Prep Time: 20 minutes
Cook Time: 25 minutes
Total Time: 45 minutes
Yield: 72 gumdrops
- 1 cup sugar
- 1 cup light corn syrup
- 3/4 cup grape juice
- 1-3/4 oz. pkg. powdered fruit pectin
- 1/2 tsp. baking soda
- 2 drops blue food coloring
- 2 drop red food coloring
In 1-1/2 quart heavy saucepan, combine sugar and corn syrup and stir well, making sure to scrape down the sides. Bring to a boil over medium high heat until sugar dissolves, stirring constantly. Cover pan briefly so steam will help wash sugar crystals off the sides of the pan.
Clip a candy thermometer to the side of the pan with the bulb touching the syrup, but not touching the pan. Then, cook without stirring over medium heat, until mixture reads 280 degrees F on a candy thermometer. (You can also test the candy by dropping a small amount of candy into cold water. The candy is ready when it separates into hard threads that aren't brittle.)

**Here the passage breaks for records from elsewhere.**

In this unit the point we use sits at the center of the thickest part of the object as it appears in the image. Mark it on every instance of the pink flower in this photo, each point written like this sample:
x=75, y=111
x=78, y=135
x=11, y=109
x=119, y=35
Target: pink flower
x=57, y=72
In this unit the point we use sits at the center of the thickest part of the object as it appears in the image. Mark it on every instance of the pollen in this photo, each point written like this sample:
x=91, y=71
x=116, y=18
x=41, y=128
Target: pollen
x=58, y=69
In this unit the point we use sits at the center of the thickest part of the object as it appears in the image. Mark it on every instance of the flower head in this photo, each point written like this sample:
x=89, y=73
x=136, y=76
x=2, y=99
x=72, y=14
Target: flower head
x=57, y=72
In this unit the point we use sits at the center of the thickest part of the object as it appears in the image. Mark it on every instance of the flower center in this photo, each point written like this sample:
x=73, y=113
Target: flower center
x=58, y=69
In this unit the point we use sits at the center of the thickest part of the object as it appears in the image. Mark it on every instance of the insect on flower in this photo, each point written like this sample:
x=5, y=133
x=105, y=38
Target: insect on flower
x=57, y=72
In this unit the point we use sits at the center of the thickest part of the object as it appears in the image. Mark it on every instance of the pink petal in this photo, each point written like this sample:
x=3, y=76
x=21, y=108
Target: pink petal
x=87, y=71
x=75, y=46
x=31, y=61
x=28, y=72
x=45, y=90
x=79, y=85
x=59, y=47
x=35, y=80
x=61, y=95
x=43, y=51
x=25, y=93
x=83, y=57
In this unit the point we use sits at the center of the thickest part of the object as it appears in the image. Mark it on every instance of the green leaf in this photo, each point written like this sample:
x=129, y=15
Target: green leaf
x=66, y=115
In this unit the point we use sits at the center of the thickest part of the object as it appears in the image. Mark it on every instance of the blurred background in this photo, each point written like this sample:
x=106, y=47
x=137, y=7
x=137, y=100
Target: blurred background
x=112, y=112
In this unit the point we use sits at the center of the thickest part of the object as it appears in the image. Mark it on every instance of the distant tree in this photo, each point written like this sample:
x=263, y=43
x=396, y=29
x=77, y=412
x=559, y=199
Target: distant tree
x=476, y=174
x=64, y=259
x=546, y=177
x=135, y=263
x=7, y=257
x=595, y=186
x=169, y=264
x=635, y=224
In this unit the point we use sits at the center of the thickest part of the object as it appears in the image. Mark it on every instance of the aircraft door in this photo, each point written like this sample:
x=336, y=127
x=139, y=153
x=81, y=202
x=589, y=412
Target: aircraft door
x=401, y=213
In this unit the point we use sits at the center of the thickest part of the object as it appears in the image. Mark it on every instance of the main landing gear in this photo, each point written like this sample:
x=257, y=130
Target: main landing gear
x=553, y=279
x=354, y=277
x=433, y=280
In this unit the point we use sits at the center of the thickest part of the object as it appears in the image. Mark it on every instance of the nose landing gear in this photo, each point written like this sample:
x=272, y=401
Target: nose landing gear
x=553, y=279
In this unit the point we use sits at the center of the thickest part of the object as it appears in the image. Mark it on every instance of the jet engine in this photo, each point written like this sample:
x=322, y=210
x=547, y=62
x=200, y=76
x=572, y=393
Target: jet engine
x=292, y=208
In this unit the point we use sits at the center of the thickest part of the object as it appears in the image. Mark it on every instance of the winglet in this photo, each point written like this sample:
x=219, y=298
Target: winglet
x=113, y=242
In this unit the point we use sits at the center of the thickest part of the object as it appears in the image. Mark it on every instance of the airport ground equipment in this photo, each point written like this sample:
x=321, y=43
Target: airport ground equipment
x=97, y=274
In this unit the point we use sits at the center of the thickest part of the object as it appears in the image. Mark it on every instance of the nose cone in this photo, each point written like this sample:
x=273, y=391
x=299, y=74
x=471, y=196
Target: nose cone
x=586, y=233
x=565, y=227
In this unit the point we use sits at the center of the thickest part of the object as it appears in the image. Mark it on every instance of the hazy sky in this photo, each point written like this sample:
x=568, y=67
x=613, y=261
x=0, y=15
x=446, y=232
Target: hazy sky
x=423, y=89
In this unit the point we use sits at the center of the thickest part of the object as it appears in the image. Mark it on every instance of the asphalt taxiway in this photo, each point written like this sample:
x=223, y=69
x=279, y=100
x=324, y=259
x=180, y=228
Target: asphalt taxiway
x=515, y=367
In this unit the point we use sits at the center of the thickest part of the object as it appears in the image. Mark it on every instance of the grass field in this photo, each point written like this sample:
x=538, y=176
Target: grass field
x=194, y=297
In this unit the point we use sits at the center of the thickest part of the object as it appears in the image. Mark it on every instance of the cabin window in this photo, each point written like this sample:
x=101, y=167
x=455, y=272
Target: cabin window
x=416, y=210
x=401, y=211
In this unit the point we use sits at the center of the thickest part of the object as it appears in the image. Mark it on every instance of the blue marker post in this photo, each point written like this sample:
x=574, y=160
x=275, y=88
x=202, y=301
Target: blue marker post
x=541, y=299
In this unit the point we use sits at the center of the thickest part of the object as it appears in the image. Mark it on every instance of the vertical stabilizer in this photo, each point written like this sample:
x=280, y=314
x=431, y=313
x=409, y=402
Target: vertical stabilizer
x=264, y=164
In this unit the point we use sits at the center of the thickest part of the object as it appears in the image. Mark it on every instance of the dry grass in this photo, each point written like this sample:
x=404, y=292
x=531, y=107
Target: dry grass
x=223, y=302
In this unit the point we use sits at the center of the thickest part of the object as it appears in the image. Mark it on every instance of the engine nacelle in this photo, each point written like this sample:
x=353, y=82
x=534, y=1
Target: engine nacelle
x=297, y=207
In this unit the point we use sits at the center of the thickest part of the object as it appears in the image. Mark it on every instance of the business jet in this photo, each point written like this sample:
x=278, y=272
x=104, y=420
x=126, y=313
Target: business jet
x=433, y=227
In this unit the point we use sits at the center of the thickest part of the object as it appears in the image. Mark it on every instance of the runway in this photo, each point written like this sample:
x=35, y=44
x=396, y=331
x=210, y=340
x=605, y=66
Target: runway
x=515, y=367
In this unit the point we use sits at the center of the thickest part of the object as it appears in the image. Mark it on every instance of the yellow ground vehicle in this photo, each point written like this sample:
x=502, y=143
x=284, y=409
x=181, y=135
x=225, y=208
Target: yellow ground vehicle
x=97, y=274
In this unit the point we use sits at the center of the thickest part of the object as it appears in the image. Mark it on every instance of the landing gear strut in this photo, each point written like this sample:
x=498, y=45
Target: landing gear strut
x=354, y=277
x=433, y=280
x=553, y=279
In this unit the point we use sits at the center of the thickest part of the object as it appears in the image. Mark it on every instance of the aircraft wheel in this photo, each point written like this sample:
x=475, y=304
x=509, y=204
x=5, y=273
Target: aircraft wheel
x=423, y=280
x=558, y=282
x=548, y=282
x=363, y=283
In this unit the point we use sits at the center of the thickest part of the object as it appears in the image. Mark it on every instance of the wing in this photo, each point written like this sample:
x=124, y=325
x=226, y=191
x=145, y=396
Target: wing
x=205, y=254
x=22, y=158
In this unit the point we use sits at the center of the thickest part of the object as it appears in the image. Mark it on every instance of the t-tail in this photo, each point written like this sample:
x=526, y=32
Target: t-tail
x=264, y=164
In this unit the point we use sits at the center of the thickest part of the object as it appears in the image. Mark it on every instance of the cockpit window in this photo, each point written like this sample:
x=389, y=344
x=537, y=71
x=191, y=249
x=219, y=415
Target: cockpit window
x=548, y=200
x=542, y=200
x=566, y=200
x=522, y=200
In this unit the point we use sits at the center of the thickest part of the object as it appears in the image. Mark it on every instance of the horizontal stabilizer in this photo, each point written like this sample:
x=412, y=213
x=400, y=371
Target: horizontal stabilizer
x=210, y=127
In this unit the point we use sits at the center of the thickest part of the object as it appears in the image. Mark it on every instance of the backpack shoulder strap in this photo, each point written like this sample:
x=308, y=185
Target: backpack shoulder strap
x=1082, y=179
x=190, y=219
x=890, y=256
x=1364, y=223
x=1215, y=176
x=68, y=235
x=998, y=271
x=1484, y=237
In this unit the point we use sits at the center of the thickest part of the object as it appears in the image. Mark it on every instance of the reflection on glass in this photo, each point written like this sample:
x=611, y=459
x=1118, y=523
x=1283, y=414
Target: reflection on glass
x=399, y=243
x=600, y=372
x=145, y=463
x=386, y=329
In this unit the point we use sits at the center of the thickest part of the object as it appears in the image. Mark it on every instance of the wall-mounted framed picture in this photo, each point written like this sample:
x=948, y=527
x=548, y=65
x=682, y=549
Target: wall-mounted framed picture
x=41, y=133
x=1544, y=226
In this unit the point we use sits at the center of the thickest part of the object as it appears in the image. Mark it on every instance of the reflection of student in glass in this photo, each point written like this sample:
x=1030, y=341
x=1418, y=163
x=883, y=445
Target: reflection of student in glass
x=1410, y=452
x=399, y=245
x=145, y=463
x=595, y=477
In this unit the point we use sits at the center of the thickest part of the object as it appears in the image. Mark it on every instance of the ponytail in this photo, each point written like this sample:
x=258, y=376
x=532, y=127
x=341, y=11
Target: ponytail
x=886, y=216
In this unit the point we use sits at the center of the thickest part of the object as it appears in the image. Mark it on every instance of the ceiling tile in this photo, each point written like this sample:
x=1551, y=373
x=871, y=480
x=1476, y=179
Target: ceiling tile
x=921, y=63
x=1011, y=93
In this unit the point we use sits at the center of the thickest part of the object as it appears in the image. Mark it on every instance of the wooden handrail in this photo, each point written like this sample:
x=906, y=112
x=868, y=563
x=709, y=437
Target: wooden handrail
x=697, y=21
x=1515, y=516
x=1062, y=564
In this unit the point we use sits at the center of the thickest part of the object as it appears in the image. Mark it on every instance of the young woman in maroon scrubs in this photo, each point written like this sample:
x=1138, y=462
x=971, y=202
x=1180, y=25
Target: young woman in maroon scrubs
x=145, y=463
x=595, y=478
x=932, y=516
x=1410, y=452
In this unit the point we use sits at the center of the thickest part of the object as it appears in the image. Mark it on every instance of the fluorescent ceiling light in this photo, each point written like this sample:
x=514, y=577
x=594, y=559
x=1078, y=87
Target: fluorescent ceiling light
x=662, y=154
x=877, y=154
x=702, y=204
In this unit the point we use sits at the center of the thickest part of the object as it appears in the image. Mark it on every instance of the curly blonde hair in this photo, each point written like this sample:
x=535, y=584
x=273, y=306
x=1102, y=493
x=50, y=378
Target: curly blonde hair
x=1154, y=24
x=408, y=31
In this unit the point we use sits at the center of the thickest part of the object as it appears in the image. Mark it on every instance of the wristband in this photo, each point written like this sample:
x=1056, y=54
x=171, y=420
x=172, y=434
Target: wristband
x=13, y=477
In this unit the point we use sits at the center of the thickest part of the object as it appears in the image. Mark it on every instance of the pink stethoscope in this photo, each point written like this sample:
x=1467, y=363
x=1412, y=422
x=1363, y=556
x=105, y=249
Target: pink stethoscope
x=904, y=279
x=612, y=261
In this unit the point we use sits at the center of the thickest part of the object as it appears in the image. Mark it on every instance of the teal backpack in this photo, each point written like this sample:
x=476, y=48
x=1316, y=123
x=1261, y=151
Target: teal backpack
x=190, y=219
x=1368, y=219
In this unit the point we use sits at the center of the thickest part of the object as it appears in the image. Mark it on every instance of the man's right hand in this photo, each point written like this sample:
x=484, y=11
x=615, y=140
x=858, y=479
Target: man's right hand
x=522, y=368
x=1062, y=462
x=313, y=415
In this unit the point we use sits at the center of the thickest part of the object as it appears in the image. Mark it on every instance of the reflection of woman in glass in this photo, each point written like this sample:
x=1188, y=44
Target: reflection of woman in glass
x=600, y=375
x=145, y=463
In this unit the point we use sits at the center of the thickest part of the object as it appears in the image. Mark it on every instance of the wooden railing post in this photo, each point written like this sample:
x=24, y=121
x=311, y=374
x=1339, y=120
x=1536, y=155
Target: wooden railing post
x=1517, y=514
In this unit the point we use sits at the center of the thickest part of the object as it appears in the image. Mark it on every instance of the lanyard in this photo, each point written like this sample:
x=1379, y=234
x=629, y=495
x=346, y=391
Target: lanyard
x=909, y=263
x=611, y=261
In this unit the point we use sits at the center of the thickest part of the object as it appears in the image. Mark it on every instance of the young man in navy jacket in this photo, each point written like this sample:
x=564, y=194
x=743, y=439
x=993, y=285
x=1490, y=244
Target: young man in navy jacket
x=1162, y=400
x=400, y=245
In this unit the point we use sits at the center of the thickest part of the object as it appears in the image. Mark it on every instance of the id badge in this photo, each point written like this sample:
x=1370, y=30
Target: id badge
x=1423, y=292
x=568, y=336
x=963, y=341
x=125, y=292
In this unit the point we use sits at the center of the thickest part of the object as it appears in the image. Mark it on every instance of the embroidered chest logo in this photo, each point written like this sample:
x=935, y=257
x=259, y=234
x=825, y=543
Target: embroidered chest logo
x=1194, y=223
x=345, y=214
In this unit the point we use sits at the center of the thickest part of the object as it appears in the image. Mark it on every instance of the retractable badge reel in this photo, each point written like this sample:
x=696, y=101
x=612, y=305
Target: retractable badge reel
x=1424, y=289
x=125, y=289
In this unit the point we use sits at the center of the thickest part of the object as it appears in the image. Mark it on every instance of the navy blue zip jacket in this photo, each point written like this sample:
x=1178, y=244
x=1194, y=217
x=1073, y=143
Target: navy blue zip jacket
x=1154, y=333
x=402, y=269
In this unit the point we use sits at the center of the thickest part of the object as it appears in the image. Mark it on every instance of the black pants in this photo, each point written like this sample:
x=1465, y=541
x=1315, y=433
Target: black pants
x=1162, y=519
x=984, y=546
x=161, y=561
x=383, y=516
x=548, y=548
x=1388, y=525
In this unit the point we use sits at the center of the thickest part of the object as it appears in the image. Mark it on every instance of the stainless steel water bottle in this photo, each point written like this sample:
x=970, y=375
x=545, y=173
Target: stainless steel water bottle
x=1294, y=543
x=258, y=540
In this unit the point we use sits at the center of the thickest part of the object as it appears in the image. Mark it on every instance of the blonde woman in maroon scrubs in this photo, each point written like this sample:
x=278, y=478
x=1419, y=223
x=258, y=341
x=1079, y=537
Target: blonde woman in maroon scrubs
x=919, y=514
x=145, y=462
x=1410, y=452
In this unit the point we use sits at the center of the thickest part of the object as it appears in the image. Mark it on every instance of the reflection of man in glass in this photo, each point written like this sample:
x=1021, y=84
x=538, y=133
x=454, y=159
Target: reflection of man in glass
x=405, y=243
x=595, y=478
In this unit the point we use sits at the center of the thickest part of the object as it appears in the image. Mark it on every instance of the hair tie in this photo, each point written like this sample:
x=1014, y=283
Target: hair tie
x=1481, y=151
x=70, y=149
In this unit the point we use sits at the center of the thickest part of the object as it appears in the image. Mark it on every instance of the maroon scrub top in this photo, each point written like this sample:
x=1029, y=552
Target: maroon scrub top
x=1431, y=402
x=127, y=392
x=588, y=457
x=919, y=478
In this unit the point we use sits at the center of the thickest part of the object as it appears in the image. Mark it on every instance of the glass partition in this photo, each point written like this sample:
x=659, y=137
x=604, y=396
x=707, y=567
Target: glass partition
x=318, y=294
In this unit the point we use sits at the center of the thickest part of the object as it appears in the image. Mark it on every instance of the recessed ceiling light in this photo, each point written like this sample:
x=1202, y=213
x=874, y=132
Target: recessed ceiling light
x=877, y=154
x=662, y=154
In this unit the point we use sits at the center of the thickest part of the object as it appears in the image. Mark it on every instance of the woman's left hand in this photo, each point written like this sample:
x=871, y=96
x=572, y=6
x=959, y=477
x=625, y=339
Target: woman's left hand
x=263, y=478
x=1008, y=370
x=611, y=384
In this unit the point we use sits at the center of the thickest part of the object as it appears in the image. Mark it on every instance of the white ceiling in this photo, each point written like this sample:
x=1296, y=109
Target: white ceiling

Meanwhile, in a heavy 2-quart saucepan, combine grape juice, pectin, and baking soda. Bring this mixture to a boil over high heat, stirring constantly. When the mixture boils (it will look very foamy), reduce the heat to low but leave pan on the heat.
Slowly pour the hot, 280 degree sugar mixture into the grape juice mixture in a thin stream, stirring constantly with a wooden spoon. This will take a couple of minutes. Then remove the pan from the heat and stir in food coloring, if using. Let the mixture stand for 2 minutes, then skim off any foam from the surface.
Pour candy into prepared pan and let stand, uncovered, at room temperature, for 24 hours. Lift foil from the pan and remove from from the sides of the candy.
Cut candy into 3/4" squares, using a sharp knife dipped into sugar. Roll all the squares in sugar to coat. Let stand at room temperature for one hour to dry. Store gumdrops in a tightly covered container at room temperature.